Introduction
In this module, you learn how to:
- Design and implement standards and practices for securing the application development process
- Design and implement a full lifecycle strategy for application security
- Evaluate the security posture of existing application portfolios
- Evaluate threats to business-critical applications by using threat modeling
- Design a solution for workload identities to authenticate and access Azure resources
- Design a solution for API management and security
- Design solutions that secure applications by using Azure Web Application Firewall (WAF)
- Map technologies to application security requirements
The content in the module helps you prepare for the certification exam SC-100: Microsoft Cybersecurity Architect.
Prerequisites
- Advanced experience and knowledge in identity and access, platform protection, security operations, securing data, and securing applications.
- Experience with hybrid and cloud implementations.
Why application security matters for architects
As a cybersecurity architect, you design security strategies that protect applications across their entire lifecycle. Applications represent one of the most significant attack surfaces in any organization. They process sensitive data, expose APIs to external consumers, and rely on complex dependencies that can introduce vulnerabilities at every layer.

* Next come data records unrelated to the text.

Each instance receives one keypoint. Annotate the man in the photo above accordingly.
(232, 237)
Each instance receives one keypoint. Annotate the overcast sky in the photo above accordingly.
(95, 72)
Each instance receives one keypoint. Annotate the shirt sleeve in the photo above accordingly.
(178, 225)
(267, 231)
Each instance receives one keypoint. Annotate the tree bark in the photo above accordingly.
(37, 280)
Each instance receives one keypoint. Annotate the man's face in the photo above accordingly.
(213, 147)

Your role isn't to write secure code yourself, but to define the standards, select the technologies, and design the architectures that make secure development the default path for your organization. This means you need to understand how security controls map to each phase of the application lifecycle, from initial requirements through production operations.

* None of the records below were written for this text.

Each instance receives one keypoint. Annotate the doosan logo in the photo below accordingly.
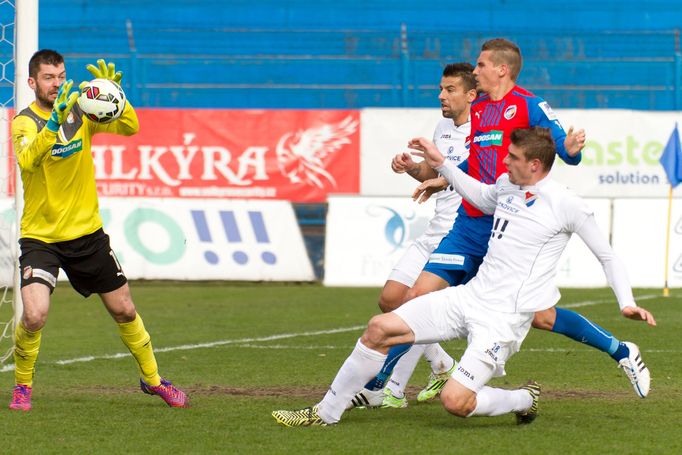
(63, 151)
(488, 139)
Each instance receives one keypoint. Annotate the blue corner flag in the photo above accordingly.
(671, 158)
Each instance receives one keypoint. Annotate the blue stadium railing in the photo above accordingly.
(343, 68)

This module covers both foundational practices, like the Microsoft Security Development Lifecycle (SDL) and the Microsoft Cloud Security Benchmark v2 (MCSBv2) DevOps Security controls, and specific Azure technologies that protect applications at runtime. You evaluate how to assess existing application portfolios, model threats against business-critical systems, and design solutions that use workload identities, API management, and web application firewalls to reduce risk.
Each unit builds on the previous one, starting with the standards and frameworks that guide secure development, then moving through evaluation techniques, and finishing with specific technology solutions you recommend as part of your architecture.